Ах ты ж. У нас ведь есть еще одна Камелина, Наталья Викторовна, примерно его, Максовых, лет. Теплая, дом пятнадцать. А вообще. Да какая к черту разница?
Так. Ребят, простите, но… Если этой женщине было не лень натянуть колготки, чтобы выйти, черт побери, всего лишь забрать чертово письмо у чертова почтальона, причем не теткинские недоштаны из ткани толщиной с солдатскую шинель, а тонкие капроновые колготки, которые от одного неверного движения рвутся в клочья, то какого же беса она живет в таком ужасном разваленном доме? Сотовкину казалось, что под ним ходит пол – настолько гнилым ему казался этот дом. Но… Гнилой, да. Но зато какой теплый и уютный.
Это не смесь образцовой холостяцкой берлоги с «типичная квартира начала девяностых», как у него дома! Сотовкин жил с матерью, но та всегда уделяла мало внимания быту. Чисто, и ладно.
А может быть, Юлия просто ждала своего мужчину… и ради этого весь этот спектакль? А вместо него пришел какой-то ханурик с сумкой и еще паспорт предъявить требует.

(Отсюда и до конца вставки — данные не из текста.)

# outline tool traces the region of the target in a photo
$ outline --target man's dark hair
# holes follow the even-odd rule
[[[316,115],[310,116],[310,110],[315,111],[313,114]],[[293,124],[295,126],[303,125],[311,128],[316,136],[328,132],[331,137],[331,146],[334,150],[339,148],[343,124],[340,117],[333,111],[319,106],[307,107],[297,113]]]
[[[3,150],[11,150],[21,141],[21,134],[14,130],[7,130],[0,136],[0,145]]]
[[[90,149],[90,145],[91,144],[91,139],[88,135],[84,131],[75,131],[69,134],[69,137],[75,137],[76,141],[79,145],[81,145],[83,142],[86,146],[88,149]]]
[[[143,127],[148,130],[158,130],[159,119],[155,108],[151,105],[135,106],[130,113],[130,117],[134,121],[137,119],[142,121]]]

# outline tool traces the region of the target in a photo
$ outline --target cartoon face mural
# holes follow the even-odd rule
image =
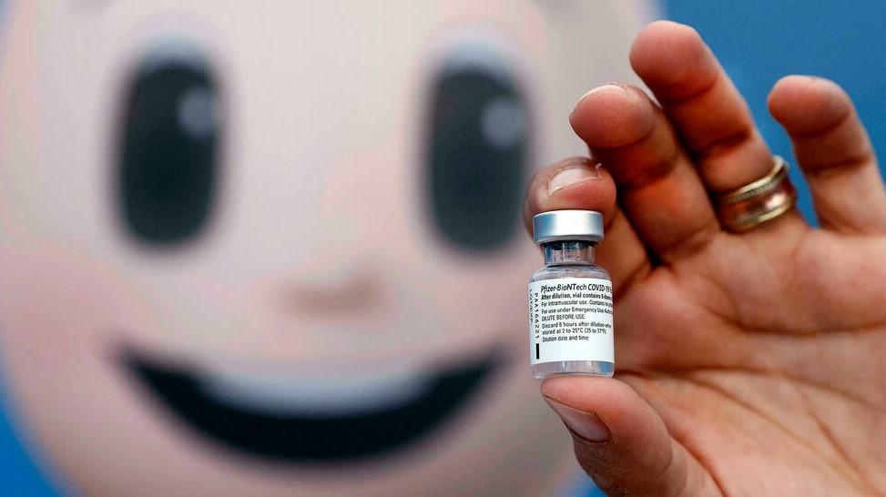
[[[481,5],[482,4],[482,5]],[[42,2],[0,42],[2,366],[90,495],[541,495],[520,209],[622,2]]]

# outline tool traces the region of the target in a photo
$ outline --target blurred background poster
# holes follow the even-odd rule
[[[0,0],[4,494],[596,494],[524,360],[576,98],[671,18],[886,143],[876,2],[293,4]]]

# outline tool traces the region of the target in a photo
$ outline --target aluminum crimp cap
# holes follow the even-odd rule
[[[532,218],[533,238],[541,245],[556,240],[603,241],[603,215],[596,210],[551,210]]]

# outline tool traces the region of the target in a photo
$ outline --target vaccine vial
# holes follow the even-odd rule
[[[603,216],[552,210],[533,218],[545,267],[529,282],[529,363],[537,379],[612,376],[615,370],[612,280],[594,264]]]

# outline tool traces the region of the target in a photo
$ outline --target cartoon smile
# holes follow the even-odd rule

– Вот, нашла. – Изящно откинув ширму, отделяющую комнату от прихожей, источая клубы пряного дыма, Камелина просочилась в зону досягаемости почтальона, держа наманикюренной лапкой наготове раскрытый паспорт. – Давайте извещение.
Нацарапав держащейся на последнем издыхании Максовой ручкой на бланке нужное количество цифр и букв, хозяйка протянула ему бумажку и ручку.
– Все?
– Там еще уведомление. – Сотовкин был готов стонать. Когда же кончится эта пытка? Домой хочу, черт побери!
– Какое уведомление?
– На обратной стороне конверта приклеен бланк, в нем тоже нужно расписаться.
Камелина недоуменно перевернула конверт.
– Вот эта штуковина. – Сотовкин двумя движениями пальцев оторвал узкую длинную полоску, исчирканную каракулями отправителя, и протянул Юлии. – Дата, фамилия и подпись.
– Ага, ясно… – щебетала девушка, выводя размашистую подпись на воспаленно белоснежной бумаге, уклеенной шестирублевыми марками с изображением Псковского Кремля. – Теперь все?
– Теперь все. – Сотовкин с чувством выполненного долга скатал извещение и уведомление в трубку и отправил в недра сумки. – До свидания.
– Была рада вас видеть и получить это письмо. Раньше мне все время совали извещения, а у меня сил нет на почту идти, – она похлопала густыми пушистыми ресницами и снова растянула губы в теплой улыбке. – Буду ждать еще!
Когда за спиной Сотовкина с измученным скрипом захлопнулась дверь этого дряхлого, но приветливого дома, ему показалось, что шлейф пряного дыма будет тянуться за ним вечность, но он отвалился на первом же углу. Миссия выполнена. Но… Камелина сказала, что его ждут другие. А может быть, не выпендриваться и поменяться участком? Но сдюжит ли сменщик, не задохнется ли в этом сладко-пряном дыму этого храма томности?
Решение пришло быстро и просто, как все гениальное. Сотовкин достал блокнот и принялся методично, медленно, с расстановкой, поругиваясь на не желающую писать ручку, перекатывать в него паспортные данные Камелиной. Раз она действительно живет здесь, ошибки быть не может, почтовый ящик у нее имеется – письмо не пропадет, а заполнить извещение Сотовкин и сам в состоянии. Да что там, обезопасить себя от лишних волнений. Откуда, кстати, они вообще взялись? Когда он вручал раньше письма подобным адресатам, конечно, было немного неловко, но все же не настолько же, и система безопасности не переводила сходу мысли на новинки кинематографа и живущих поблизости знатоков пива, которое самого Макса не интересовало.
Казалось бы, волноваться незачем. Мало ли симпатичных девушек с легким характером. На том же Кувецком Поле их просто дохрена. Не Камелина, так другая какая-нибудь. Однако же, дело обстояло просто. Сотовкину были по некоторой причине вредны подобные волнения. Они могли нарушить баланс в одной из сфер его жизни и привести к краху его планы. Планы, время которых настанет поздним вечером и ночью.